Source: http://www.courrierdesmaires.fr/75230/internet-edouard-philippe-repete-quil-mettra-la-pression-sur-les-operateurs/

Le 5 mai , le Premier ministre, ses conseillers et un certain nombre de ministres étaient dans le Cher. Une « délocalisation » devant permettre aux membres du gouvernement de se « confronter aux Français ». Interpellé sur la question des « zones blanches », Édouard Philippe a assuré que les « objectifs de déploiement du ‘bon débit’ et du ‘très bon débit’ seraient atteints ».

Assis face caméra dans le vaste bureau de la préfète du Cher, Édouard Philippe s’est livré jeudi soir à un exercice de communication 2.0 : « un Facebook live » avec les Français ! Interrogé par « Hervé » sur la mauvaise qualité du débit internet à Chabris, qui ne semble être reliée à la toile que par le satellite, le Premier ministre a réaffirmé les engagements du gouvernement.

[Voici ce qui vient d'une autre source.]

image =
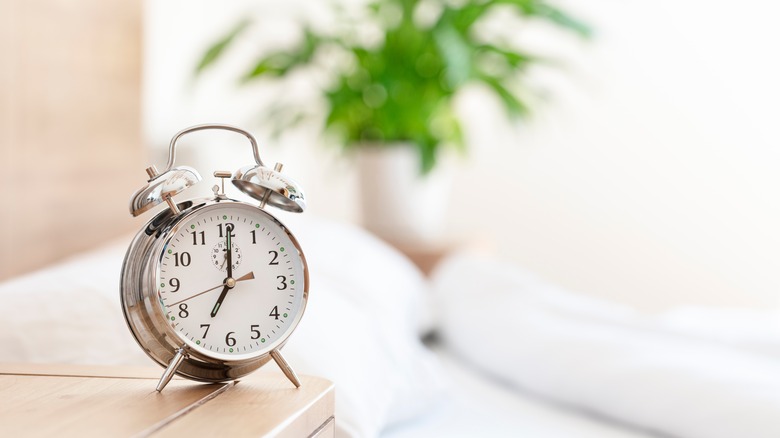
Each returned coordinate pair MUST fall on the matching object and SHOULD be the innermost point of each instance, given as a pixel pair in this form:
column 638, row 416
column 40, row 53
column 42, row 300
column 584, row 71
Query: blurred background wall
column 70, row 129
column 648, row 176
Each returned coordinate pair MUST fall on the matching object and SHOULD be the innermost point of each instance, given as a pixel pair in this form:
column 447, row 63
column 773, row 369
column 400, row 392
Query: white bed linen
column 360, row 328
column 477, row 406
column 607, row 360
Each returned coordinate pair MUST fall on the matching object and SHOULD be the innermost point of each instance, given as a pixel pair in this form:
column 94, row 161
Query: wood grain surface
column 63, row 400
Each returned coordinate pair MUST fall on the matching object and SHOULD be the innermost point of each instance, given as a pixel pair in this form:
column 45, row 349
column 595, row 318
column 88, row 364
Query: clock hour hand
column 221, row 298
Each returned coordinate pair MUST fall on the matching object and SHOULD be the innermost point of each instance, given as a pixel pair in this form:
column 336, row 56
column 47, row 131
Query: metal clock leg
column 171, row 370
column 286, row 369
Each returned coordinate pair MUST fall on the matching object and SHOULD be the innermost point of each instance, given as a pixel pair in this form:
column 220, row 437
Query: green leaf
column 457, row 55
column 565, row 20
column 514, row 106
column 214, row 52
column 536, row 8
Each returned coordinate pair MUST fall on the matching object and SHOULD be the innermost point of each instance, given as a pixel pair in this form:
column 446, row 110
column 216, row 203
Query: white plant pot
column 398, row 203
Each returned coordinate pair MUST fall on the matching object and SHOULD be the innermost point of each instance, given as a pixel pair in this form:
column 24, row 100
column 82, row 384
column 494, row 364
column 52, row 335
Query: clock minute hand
column 247, row 276
column 229, row 230
column 229, row 281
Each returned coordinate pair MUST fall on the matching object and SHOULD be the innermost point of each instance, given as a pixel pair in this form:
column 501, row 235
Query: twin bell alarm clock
column 212, row 288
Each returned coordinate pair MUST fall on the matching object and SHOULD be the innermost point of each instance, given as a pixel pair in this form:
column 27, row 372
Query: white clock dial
column 235, row 304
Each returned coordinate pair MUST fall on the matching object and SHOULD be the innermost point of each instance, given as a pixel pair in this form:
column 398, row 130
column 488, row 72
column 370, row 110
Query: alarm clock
column 212, row 288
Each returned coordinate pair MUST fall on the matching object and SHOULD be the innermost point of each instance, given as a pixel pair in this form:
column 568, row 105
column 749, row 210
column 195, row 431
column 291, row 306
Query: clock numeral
column 185, row 259
column 229, row 227
column 195, row 237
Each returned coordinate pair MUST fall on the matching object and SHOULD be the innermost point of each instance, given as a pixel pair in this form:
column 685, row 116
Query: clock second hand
column 248, row 276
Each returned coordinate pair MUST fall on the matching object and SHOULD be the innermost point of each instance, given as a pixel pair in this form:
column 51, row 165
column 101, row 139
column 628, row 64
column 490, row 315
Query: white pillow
column 359, row 329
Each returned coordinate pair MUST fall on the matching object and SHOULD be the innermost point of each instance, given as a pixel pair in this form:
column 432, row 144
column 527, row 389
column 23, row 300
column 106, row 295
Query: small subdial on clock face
column 219, row 256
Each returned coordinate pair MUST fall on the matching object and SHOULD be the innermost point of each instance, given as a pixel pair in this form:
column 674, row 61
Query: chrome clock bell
column 212, row 288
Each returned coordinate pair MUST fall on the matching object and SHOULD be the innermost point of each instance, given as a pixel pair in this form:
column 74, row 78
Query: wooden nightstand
column 70, row 400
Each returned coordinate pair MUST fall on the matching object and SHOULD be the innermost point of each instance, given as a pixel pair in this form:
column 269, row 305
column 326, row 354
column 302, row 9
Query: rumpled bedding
column 693, row 373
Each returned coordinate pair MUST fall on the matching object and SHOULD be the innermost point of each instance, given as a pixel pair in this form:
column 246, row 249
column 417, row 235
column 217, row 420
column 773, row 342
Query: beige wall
column 648, row 176
column 70, row 142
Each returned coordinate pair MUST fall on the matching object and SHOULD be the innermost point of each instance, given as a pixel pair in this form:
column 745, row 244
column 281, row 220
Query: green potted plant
column 400, row 90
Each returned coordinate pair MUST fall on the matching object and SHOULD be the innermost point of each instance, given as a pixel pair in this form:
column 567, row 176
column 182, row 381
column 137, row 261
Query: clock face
column 231, row 281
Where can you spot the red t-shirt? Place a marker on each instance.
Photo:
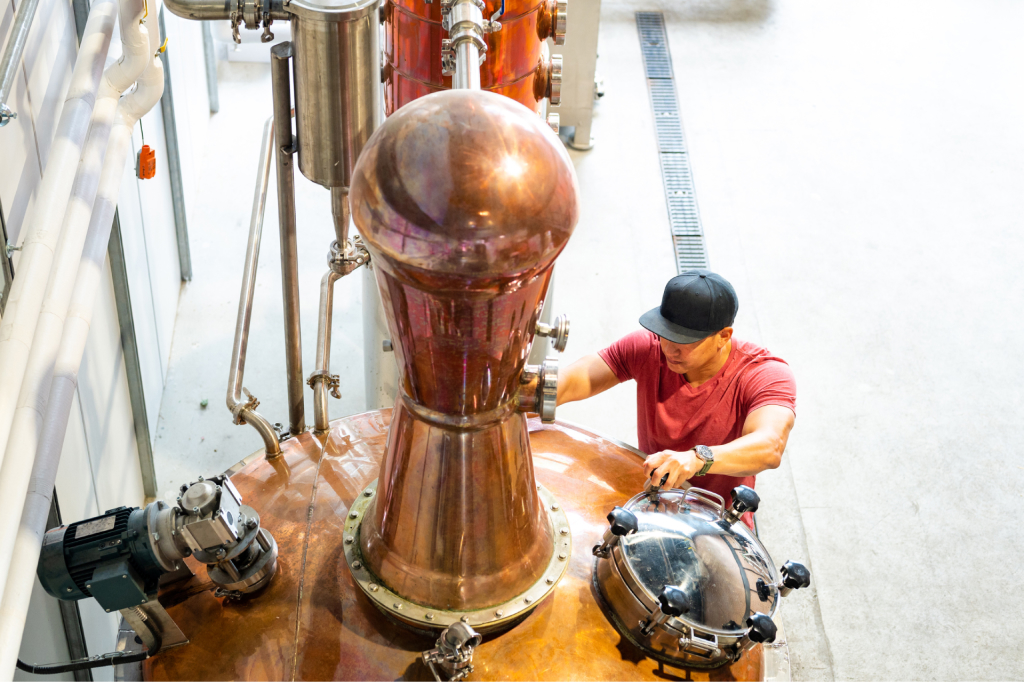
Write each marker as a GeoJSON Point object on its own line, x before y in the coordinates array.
{"type": "Point", "coordinates": [673, 415]}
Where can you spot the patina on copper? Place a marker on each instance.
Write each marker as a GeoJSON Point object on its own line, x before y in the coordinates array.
{"type": "Point", "coordinates": [464, 200]}
{"type": "Point", "coordinates": [312, 623]}
{"type": "Point", "coordinates": [515, 65]}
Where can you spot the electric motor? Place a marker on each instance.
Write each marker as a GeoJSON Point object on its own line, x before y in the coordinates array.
{"type": "Point", "coordinates": [119, 557]}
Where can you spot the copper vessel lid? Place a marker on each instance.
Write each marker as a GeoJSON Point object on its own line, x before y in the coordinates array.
{"type": "Point", "coordinates": [465, 187]}
{"type": "Point", "coordinates": [722, 568]}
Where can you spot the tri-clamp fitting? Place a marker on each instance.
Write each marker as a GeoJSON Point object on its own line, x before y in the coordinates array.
{"type": "Point", "coordinates": [558, 332]}
{"type": "Point", "coordinates": [539, 389]}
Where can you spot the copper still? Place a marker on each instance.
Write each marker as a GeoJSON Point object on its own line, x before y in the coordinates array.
{"type": "Point", "coordinates": [516, 66]}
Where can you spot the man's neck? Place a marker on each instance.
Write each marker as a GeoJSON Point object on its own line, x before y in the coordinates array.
{"type": "Point", "coordinates": [708, 372]}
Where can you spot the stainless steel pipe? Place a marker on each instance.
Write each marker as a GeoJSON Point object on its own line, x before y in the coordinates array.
{"type": "Point", "coordinates": [467, 67]}
{"type": "Point", "coordinates": [12, 53]}
{"type": "Point", "coordinates": [341, 213]}
{"type": "Point", "coordinates": [222, 9]}
{"type": "Point", "coordinates": [281, 80]}
{"type": "Point", "coordinates": [322, 381]}
{"type": "Point", "coordinates": [245, 411]}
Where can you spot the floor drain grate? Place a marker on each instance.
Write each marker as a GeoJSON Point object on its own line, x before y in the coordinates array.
{"type": "Point", "coordinates": [687, 236]}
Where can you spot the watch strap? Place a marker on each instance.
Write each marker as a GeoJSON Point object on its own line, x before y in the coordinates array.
{"type": "Point", "coordinates": [705, 454]}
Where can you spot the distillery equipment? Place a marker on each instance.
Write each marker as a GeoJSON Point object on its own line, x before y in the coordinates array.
{"type": "Point", "coordinates": [463, 534]}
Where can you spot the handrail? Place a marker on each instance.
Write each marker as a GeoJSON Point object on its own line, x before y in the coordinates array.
{"type": "Point", "coordinates": [245, 411]}
{"type": "Point", "coordinates": [12, 55]}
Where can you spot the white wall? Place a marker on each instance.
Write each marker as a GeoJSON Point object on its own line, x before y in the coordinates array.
{"type": "Point", "coordinates": [99, 467]}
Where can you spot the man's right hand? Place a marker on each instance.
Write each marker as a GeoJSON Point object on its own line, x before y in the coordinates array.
{"type": "Point", "coordinates": [679, 466]}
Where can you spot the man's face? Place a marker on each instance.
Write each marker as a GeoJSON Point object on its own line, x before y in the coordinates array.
{"type": "Point", "coordinates": [685, 357]}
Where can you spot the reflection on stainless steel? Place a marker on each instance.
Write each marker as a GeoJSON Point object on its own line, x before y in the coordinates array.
{"type": "Point", "coordinates": [685, 585]}
{"type": "Point", "coordinates": [312, 623]}
{"type": "Point", "coordinates": [464, 199]}
{"type": "Point", "coordinates": [245, 412]}
{"type": "Point", "coordinates": [337, 85]}
{"type": "Point", "coordinates": [282, 82]}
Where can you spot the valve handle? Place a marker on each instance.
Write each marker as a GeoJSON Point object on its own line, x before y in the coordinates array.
{"type": "Point", "coordinates": [762, 628]}
{"type": "Point", "coordinates": [623, 522]}
{"type": "Point", "coordinates": [744, 500]}
{"type": "Point", "coordinates": [796, 576]}
{"type": "Point", "coordinates": [673, 601]}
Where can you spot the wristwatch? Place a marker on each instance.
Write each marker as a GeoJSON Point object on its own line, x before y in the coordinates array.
{"type": "Point", "coordinates": [705, 455]}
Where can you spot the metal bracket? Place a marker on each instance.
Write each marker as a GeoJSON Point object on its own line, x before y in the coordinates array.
{"type": "Point", "coordinates": [453, 653]}
{"type": "Point", "coordinates": [333, 381]}
{"type": "Point", "coordinates": [6, 116]}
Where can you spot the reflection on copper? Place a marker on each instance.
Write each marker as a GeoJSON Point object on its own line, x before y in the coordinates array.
{"type": "Point", "coordinates": [413, 37]}
{"type": "Point", "coordinates": [312, 623]}
{"type": "Point", "coordinates": [457, 522]}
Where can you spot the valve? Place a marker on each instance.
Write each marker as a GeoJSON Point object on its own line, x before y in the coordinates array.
{"type": "Point", "coordinates": [559, 331]}
{"type": "Point", "coordinates": [672, 603]}
{"type": "Point", "coordinates": [548, 81]}
{"type": "Point", "coordinates": [743, 500]}
{"type": "Point", "coordinates": [795, 577]}
{"type": "Point", "coordinates": [621, 523]}
{"type": "Point", "coordinates": [554, 121]}
{"type": "Point", "coordinates": [557, 19]}
{"type": "Point", "coordinates": [453, 653]}
{"type": "Point", "coordinates": [762, 629]}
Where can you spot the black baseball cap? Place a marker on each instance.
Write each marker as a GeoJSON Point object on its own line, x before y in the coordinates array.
{"type": "Point", "coordinates": [695, 304]}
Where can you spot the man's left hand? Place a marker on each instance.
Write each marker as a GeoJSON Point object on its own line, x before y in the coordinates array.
{"type": "Point", "coordinates": [679, 466]}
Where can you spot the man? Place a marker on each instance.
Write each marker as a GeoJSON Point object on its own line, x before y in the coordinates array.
{"type": "Point", "coordinates": [712, 410]}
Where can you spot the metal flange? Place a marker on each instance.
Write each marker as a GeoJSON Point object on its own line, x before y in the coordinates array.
{"type": "Point", "coordinates": [483, 620]}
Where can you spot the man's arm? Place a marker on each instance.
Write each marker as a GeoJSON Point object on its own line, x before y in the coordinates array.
{"type": "Point", "coordinates": [760, 446]}
{"type": "Point", "coordinates": [585, 378]}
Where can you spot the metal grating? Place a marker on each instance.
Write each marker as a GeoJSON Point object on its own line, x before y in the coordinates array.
{"type": "Point", "coordinates": [684, 219]}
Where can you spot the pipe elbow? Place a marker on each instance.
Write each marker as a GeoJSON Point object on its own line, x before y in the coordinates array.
{"type": "Point", "coordinates": [145, 96]}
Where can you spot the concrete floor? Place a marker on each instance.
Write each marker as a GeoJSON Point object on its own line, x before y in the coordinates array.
{"type": "Point", "coordinates": [860, 178]}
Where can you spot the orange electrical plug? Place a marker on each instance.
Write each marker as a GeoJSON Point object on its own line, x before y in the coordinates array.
{"type": "Point", "coordinates": [145, 166]}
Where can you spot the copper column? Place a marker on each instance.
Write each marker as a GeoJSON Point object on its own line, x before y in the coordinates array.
{"type": "Point", "coordinates": [465, 199]}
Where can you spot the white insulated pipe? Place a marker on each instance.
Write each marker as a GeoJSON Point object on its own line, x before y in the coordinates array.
{"type": "Point", "coordinates": [25, 431]}
{"type": "Point", "coordinates": [43, 229]}
{"type": "Point", "coordinates": [27, 542]}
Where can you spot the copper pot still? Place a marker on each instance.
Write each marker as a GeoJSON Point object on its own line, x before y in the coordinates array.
{"type": "Point", "coordinates": [464, 200]}
{"type": "Point", "coordinates": [517, 65]}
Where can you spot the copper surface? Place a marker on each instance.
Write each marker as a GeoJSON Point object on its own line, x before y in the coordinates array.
{"type": "Point", "coordinates": [313, 624]}
{"type": "Point", "coordinates": [464, 200]}
{"type": "Point", "coordinates": [413, 37]}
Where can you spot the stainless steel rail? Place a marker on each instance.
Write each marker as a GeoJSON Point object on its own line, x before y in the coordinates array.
{"type": "Point", "coordinates": [12, 54]}
{"type": "Point", "coordinates": [281, 79]}
{"type": "Point", "coordinates": [245, 410]}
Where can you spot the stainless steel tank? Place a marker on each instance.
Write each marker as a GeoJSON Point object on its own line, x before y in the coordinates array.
{"type": "Point", "coordinates": [337, 84]}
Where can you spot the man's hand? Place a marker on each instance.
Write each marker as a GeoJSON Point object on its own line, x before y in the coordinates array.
{"type": "Point", "coordinates": [679, 466]}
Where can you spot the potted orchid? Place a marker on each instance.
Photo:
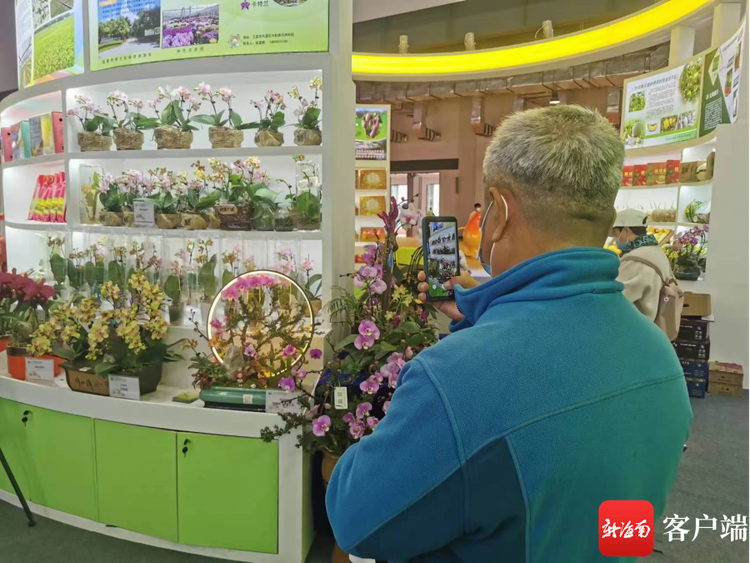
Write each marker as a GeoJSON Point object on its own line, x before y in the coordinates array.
{"type": "Point", "coordinates": [259, 338]}
{"type": "Point", "coordinates": [271, 110]}
{"type": "Point", "coordinates": [308, 116]}
{"type": "Point", "coordinates": [687, 253]}
{"type": "Point", "coordinates": [175, 130]}
{"type": "Point", "coordinates": [97, 126]}
{"type": "Point", "coordinates": [128, 132]}
{"type": "Point", "coordinates": [117, 332]}
{"type": "Point", "coordinates": [385, 326]}
{"type": "Point", "coordinates": [223, 131]}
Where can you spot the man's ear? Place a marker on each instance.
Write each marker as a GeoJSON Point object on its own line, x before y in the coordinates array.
{"type": "Point", "coordinates": [504, 203]}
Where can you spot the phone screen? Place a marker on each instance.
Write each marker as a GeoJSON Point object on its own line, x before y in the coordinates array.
{"type": "Point", "coordinates": [440, 254]}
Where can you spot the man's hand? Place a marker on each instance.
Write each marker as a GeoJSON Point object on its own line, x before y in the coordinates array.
{"type": "Point", "coordinates": [448, 308]}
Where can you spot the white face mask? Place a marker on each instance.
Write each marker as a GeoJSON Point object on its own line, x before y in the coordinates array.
{"type": "Point", "coordinates": [488, 267]}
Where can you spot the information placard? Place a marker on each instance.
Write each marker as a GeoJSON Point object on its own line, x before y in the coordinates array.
{"type": "Point", "coordinates": [130, 32]}
{"type": "Point", "coordinates": [663, 107]}
{"type": "Point", "coordinates": [49, 39]}
{"type": "Point", "coordinates": [722, 77]}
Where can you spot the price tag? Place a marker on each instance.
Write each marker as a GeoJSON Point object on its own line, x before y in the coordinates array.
{"type": "Point", "coordinates": [40, 370]}
{"type": "Point", "coordinates": [143, 210]}
{"type": "Point", "coordinates": [340, 398]}
{"type": "Point", "coordinates": [122, 387]}
{"type": "Point", "coordinates": [281, 401]}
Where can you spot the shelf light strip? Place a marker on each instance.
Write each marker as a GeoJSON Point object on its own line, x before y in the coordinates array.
{"type": "Point", "coordinates": [618, 32]}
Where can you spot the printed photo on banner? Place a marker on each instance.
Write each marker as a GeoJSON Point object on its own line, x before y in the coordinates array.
{"type": "Point", "coordinates": [194, 25]}
{"type": "Point", "coordinates": [128, 26]}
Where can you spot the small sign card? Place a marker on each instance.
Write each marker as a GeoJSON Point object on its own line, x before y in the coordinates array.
{"type": "Point", "coordinates": [143, 210]}
{"type": "Point", "coordinates": [40, 370]}
{"type": "Point", "coordinates": [122, 387]}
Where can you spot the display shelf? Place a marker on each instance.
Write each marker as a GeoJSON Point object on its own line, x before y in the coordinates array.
{"type": "Point", "coordinates": [47, 159]}
{"type": "Point", "coordinates": [243, 152]}
{"type": "Point", "coordinates": [671, 148]}
{"type": "Point", "coordinates": [36, 226]}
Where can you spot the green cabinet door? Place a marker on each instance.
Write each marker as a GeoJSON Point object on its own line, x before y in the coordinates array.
{"type": "Point", "coordinates": [136, 470]}
{"type": "Point", "coordinates": [60, 449]}
{"type": "Point", "coordinates": [13, 443]}
{"type": "Point", "coordinates": [228, 491]}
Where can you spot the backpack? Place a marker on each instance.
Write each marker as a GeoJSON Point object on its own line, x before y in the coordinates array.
{"type": "Point", "coordinates": [671, 300]}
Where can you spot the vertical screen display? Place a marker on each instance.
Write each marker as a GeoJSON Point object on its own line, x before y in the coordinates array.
{"type": "Point", "coordinates": [441, 256]}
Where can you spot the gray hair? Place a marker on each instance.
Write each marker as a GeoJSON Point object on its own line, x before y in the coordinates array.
{"type": "Point", "coordinates": [561, 162]}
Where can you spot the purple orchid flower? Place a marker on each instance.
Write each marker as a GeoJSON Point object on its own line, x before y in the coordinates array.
{"type": "Point", "coordinates": [357, 431]}
{"type": "Point", "coordinates": [363, 409]}
{"type": "Point", "coordinates": [321, 425]}
{"type": "Point", "coordinates": [287, 384]}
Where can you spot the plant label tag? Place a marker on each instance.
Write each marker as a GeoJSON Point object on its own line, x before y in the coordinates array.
{"type": "Point", "coordinates": [340, 398]}
{"type": "Point", "coordinates": [281, 401]}
{"type": "Point", "coordinates": [143, 210]}
{"type": "Point", "coordinates": [40, 370]}
{"type": "Point", "coordinates": [122, 387]}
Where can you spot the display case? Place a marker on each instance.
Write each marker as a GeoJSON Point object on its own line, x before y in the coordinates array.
{"type": "Point", "coordinates": [62, 223]}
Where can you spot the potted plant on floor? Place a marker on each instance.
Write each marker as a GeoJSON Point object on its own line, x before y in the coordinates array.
{"type": "Point", "coordinates": [385, 327]}
{"type": "Point", "coordinates": [174, 130]}
{"type": "Point", "coordinates": [128, 132]}
{"type": "Point", "coordinates": [97, 126]}
{"type": "Point", "coordinates": [24, 304]}
{"type": "Point", "coordinates": [308, 131]}
{"type": "Point", "coordinates": [687, 253]}
{"type": "Point", "coordinates": [224, 126]}
{"type": "Point", "coordinates": [123, 334]}
{"type": "Point", "coordinates": [271, 110]}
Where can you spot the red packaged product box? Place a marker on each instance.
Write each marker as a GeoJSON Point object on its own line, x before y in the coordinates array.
{"type": "Point", "coordinates": [639, 174]}
{"type": "Point", "coordinates": [57, 129]}
{"type": "Point", "coordinates": [7, 144]}
{"type": "Point", "coordinates": [627, 176]}
{"type": "Point", "coordinates": [673, 171]}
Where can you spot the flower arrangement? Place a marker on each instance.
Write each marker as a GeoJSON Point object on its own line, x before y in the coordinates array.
{"type": "Point", "coordinates": [386, 326]}
{"type": "Point", "coordinates": [271, 111]}
{"type": "Point", "coordinates": [123, 336]}
{"type": "Point", "coordinates": [261, 338]}
{"type": "Point", "coordinates": [308, 115]}
{"type": "Point", "coordinates": [687, 253]}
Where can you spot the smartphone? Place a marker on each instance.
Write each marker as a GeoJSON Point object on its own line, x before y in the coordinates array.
{"type": "Point", "coordinates": [440, 249]}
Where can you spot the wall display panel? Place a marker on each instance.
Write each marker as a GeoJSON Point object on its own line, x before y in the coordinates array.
{"type": "Point", "coordinates": [49, 40]}
{"type": "Point", "coordinates": [130, 32]}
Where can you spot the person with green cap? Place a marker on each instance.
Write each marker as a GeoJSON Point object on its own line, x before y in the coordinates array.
{"type": "Point", "coordinates": [643, 264]}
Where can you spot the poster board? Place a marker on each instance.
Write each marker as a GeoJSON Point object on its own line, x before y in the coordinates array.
{"type": "Point", "coordinates": [131, 32]}
{"type": "Point", "coordinates": [722, 77]}
{"type": "Point", "coordinates": [49, 40]}
{"type": "Point", "coordinates": [686, 101]}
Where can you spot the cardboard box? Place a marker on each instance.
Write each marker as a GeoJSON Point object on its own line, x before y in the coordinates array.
{"type": "Point", "coordinates": [697, 386]}
{"type": "Point", "coordinates": [689, 350]}
{"type": "Point", "coordinates": [639, 174]}
{"type": "Point", "coordinates": [695, 368]}
{"type": "Point", "coordinates": [693, 329]}
{"type": "Point", "coordinates": [697, 305]}
{"type": "Point", "coordinates": [627, 176]}
{"type": "Point", "coordinates": [725, 389]}
{"type": "Point", "coordinates": [673, 171]}
{"type": "Point", "coordinates": [656, 173]}
{"type": "Point", "coordinates": [720, 372]}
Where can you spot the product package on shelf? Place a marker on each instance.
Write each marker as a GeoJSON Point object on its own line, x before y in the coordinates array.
{"type": "Point", "coordinates": [41, 135]}
{"type": "Point", "coordinates": [57, 129]}
{"type": "Point", "coordinates": [48, 204]}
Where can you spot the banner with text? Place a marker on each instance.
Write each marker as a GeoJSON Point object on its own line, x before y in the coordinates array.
{"type": "Point", "coordinates": [721, 83]}
{"type": "Point", "coordinates": [129, 32]}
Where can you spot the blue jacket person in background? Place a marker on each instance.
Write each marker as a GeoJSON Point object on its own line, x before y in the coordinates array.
{"type": "Point", "coordinates": [553, 393]}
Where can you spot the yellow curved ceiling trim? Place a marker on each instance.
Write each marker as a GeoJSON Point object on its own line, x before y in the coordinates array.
{"type": "Point", "coordinates": [620, 31]}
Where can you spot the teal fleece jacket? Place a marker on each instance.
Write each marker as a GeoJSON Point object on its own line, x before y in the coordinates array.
{"type": "Point", "coordinates": [553, 395]}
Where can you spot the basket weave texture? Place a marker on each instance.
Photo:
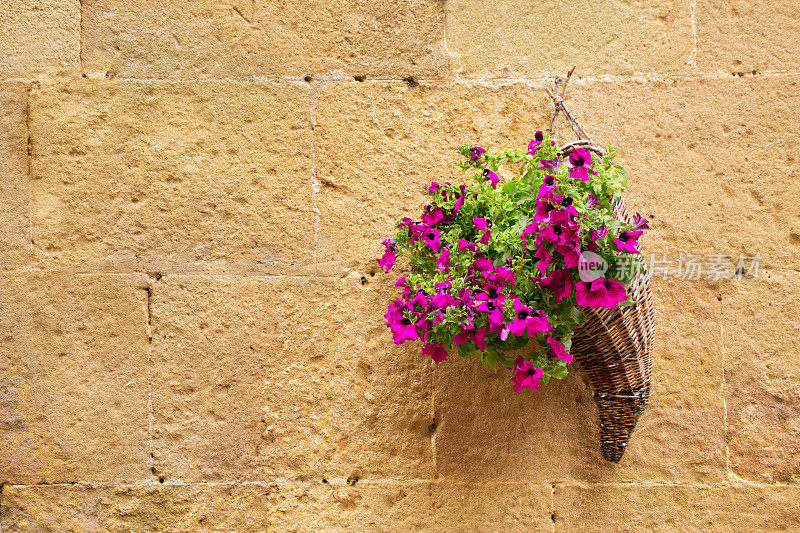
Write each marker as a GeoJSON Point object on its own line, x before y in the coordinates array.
{"type": "Point", "coordinates": [614, 348]}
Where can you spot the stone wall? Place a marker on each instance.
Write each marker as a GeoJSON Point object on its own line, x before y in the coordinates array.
{"type": "Point", "coordinates": [191, 329]}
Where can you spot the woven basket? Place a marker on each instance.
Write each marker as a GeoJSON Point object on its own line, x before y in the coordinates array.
{"type": "Point", "coordinates": [614, 348]}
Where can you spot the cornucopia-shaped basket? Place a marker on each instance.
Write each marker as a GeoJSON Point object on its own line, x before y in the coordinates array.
{"type": "Point", "coordinates": [614, 348]}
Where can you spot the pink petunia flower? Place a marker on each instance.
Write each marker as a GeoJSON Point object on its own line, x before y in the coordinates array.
{"type": "Point", "coordinates": [601, 292]}
{"type": "Point", "coordinates": [557, 349]}
{"type": "Point", "coordinates": [560, 282]}
{"type": "Point", "coordinates": [437, 352]}
{"type": "Point", "coordinates": [526, 375]}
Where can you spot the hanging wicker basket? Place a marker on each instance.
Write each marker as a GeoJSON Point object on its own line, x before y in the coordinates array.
{"type": "Point", "coordinates": [614, 348]}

« Je crois qu’on va y arriver »

« L’engagement du gouvernement, c’est que nous apportions le « bon débit »  à l’horizon 2020 et le « très bon débit » à l’horizon 2022 ; et ce qui est certain, c’est que la négociation engagée par le gouvernement sous l’autorité de Julien Denormandie [ndlr : secrétaire d’État auprès du ministre de la Cohésion des Territoires] avec les opérateurs de téléphonie, mais aussi les efforts consenties par les collectivités territoriales doivent nous permettre d’atteindre les objectifs cités. Je crois vraiment qu’on va y arriver » a expliqué le Premier ministre, assurant au passage que la « façon dont on a abordé les négociations est aujourd’hui un peu différente » et que gouvernement n’hésitera pas « à mettre beaucoup de pression sur les opérateurs » !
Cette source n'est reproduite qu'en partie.